その表情を見て、つい梨鳳は本音が混ざった言葉を返してしまった。
「突然のお話過ぎて、私の愚考も追いつきません。王陛下も私が心を寄せているのが誰かはご存じではないですか。佳玲様との婚姻などもってのほかございます。もし、冀燕がまだ涼夏の侵攻を防げないとご心配であれば、我が張家軍を国境沿いに配備致します」
佳玲は梨鳳の言葉に多少表情を曇らせて、顔を背けてしまった。
穆繹は構わず、梨鳳に自分の意見を推した。
「兵の配備こそ大義名分が必要なのだ。それにそなたが駙馬となれば、もし翠魏で太子と一戦交えるなどあれば冀燕は国を賭してそなたを守れるのだ。
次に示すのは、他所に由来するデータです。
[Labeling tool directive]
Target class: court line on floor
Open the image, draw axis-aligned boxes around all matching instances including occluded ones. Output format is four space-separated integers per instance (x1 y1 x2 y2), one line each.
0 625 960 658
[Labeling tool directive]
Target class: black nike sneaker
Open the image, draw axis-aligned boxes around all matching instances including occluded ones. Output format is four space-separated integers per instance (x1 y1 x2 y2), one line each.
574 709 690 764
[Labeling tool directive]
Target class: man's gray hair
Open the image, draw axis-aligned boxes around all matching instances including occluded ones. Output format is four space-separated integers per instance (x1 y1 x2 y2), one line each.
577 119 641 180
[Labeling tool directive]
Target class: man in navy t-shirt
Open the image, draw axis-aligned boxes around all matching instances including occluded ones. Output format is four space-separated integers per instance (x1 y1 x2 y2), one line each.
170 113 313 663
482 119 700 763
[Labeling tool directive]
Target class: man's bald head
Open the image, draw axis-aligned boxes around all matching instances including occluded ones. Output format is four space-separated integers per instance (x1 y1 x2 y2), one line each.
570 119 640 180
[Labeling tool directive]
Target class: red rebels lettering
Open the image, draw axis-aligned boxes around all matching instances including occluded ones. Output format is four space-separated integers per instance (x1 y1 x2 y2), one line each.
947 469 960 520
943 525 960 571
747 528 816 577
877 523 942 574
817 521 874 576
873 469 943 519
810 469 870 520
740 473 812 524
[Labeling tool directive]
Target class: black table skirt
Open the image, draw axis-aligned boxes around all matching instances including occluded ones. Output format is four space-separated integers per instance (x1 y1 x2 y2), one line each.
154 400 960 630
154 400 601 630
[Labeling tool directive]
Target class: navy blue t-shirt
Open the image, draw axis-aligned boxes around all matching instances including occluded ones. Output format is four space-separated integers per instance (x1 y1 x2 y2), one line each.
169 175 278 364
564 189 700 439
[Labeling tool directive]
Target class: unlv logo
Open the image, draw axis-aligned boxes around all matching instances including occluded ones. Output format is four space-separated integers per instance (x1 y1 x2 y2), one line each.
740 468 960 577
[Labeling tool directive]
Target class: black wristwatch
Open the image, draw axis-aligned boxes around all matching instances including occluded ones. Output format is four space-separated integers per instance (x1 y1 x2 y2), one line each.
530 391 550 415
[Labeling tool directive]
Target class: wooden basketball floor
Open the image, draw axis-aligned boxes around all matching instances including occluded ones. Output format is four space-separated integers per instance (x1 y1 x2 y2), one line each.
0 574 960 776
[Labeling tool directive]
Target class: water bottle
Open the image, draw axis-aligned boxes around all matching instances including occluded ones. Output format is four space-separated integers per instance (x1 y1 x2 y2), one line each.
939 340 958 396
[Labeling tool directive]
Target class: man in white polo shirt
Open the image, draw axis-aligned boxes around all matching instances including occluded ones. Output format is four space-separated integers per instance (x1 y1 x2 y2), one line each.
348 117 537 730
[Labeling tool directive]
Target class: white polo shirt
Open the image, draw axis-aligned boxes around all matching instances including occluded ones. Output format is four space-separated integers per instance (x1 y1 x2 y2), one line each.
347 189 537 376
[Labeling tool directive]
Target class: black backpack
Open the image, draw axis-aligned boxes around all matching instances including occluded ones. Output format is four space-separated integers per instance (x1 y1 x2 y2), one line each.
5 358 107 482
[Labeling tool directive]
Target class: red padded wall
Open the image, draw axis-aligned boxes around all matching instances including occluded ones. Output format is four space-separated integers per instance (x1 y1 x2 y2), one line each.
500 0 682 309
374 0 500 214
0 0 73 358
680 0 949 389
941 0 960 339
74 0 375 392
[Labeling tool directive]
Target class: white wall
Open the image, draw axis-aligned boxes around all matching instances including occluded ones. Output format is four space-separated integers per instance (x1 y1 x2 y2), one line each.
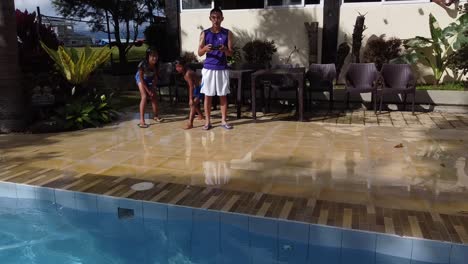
338 3 456 82
181 3 456 81
180 7 323 65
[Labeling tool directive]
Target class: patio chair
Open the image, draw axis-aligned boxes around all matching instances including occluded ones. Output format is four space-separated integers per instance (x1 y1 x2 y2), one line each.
257 73 298 113
158 62 175 102
344 63 380 112
378 64 416 115
306 63 336 110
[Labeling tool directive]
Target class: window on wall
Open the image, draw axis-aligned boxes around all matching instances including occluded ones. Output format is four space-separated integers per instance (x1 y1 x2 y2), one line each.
215 0 265 10
182 0 211 10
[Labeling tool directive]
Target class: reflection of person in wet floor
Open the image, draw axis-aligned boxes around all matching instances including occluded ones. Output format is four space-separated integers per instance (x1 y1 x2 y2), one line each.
203 161 231 186
198 8 233 130
175 59 204 129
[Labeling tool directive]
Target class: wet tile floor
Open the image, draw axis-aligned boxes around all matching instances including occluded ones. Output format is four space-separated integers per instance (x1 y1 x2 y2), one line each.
0 106 468 243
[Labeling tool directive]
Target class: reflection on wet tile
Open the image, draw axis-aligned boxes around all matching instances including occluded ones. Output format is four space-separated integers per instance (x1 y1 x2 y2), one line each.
0 110 468 217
……どうだ」
「王陛下のご厚遇には頭も上がりません。なれども国事に係わることは私などでは回答できません。どうかお許しください。これ以上の滞在も貴国を困らせるのであれば、すぐにでも帰国いたしますので、ご容赦いただきたく……」
梨鳳は拱手してから、上半身だけでも床に額ずいた。
「……うぅむ、困らせるつもりではないのだが。仕方ない……。そなたは傷が癒えるまでは偏殿にて療養せよ。これは冀燕王としての命令だ。ここから勝手に出るような真似をすれば、近衛兵には容赦なく斬るように伝えてあるかな」
そう言うと穆繹は席を立ち、門へと歩き出した。
「そして、今日からそなたの看病は佳玲に任せる。いいな、佳玲」
また突然の話で、佳玲も少しだけ戸惑ったが、すぐに「……はい、お任せ下さい……」と返事をした。
穆繹と佳玲が偏殿を出ていくと、横になった梨鳳は「……どうしたもんか」と嘆息するしかなかった。